Mas há mais: serão pouco mais de 21 mil aqueles que podem desde já ser candidatados ao “apoio financeiro”. Isto porque o decreto-lei 132/2023 restringe esse recurso aos que correspondem a inquilinos que requereram, na sequência da tentativa do senhorio de efetuar a transição para o Novo Regime do Arrendamento Urbano e/ou de aumentar a renda, comprovativo do rendimento anual bruto corrigido (de modo a invocarem “insuficiência económica”). Ora, segundo o estudo do IHRU, aquando do Censo de 2021, em 124 083 contratos anteriores a 1990 só 21084 estavam nessas condições (correspondendo também a senhorios privados, os únicos que podem recorrer à compensação).
Só será então possível algum espanto com o pequeno número de pedidos de compensação “entrados” se se ignorar a forma como aquela é calculada e quais as exigências para a requerer. E isso antes de chegar ao tal processo “moroso, dantesco e burocrático” sobre o qual o DN tem vindo a reportar e a questionar o ministério de Pinto Luz. Um processo que agora, mais de quatro meses após o respetivo início e à beira do fim do ano, o governante assevera querer “agilizar”,
Depois de em outubro ter invocado “um problema de software” para justificar os meses de atraso, o ministro apresentou agora um novo motivo: “O processo afunila na Autoridade Tributária [refere-se ao facto de haver documentos exigidos que dependem da AT e que esta, como o DN alertou logo em junho, não faculta], na burocracia a que é difícil alguns senhorios poderem aceder.” E adianta: “Estamos a alterar o processo de validação, equacionando até a exclusão da questão da AT. Estamos a agilizar, por proposta do IHRU, todo este processo. Porque é um processo moroso, dantesco, burocrático. (…) Até ao final deste ano tenho o compromisso do IHRU de que as quatro mil candidaturas estarão resolvidas, despachadas e a pagamento”.

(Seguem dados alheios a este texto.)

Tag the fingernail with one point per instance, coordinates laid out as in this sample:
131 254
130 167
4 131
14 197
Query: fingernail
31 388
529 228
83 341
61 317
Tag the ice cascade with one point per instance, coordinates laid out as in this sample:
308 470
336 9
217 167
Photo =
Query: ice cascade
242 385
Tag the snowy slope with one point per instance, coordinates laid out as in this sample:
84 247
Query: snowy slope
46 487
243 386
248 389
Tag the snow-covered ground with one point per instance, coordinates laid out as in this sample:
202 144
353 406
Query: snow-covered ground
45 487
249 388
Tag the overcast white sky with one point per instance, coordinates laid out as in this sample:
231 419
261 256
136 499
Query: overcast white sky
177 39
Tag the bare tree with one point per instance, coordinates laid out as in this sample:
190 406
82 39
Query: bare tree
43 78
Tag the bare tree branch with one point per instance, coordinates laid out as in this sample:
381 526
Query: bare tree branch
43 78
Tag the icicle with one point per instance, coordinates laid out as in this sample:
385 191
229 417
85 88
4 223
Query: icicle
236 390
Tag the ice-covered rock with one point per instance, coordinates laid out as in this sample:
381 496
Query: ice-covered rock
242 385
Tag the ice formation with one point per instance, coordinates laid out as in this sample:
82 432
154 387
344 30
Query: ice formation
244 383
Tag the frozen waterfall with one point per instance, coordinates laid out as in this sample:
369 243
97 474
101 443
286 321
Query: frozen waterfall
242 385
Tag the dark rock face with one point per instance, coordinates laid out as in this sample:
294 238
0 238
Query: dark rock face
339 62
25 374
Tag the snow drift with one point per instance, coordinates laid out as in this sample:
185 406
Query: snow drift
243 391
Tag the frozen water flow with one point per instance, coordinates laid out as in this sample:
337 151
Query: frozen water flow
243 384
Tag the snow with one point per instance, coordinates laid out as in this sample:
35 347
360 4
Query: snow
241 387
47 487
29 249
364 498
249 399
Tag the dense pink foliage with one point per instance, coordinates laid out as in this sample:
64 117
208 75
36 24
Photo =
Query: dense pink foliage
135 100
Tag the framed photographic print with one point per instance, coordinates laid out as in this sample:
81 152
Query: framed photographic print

Pinto Luz prometeu até pagar aos senhorios “aquilo que merecem”. Não explicou o que quer dizer com isso - só se sabe que a verba inscrita no Orçamento de Estado de 2025 para este “subsídio” foi já diminuída dos estimados 26 milhões para 20.
No mencionado grupo de FB de senhorios, estas palavras do ministro foram partilhadas em vídeo. Nos comentários, uma das proprietárias exprime o seu enfado: "Se houvesse mesmo interesse em fazer a compensação não precisava de haver qualquer burocracia. Sabem a data de início dos contratos, sabem o valor matricial a utilizar e têm o IBAN de cada contribuinte. A única coisa que falta é interesse em resolver.”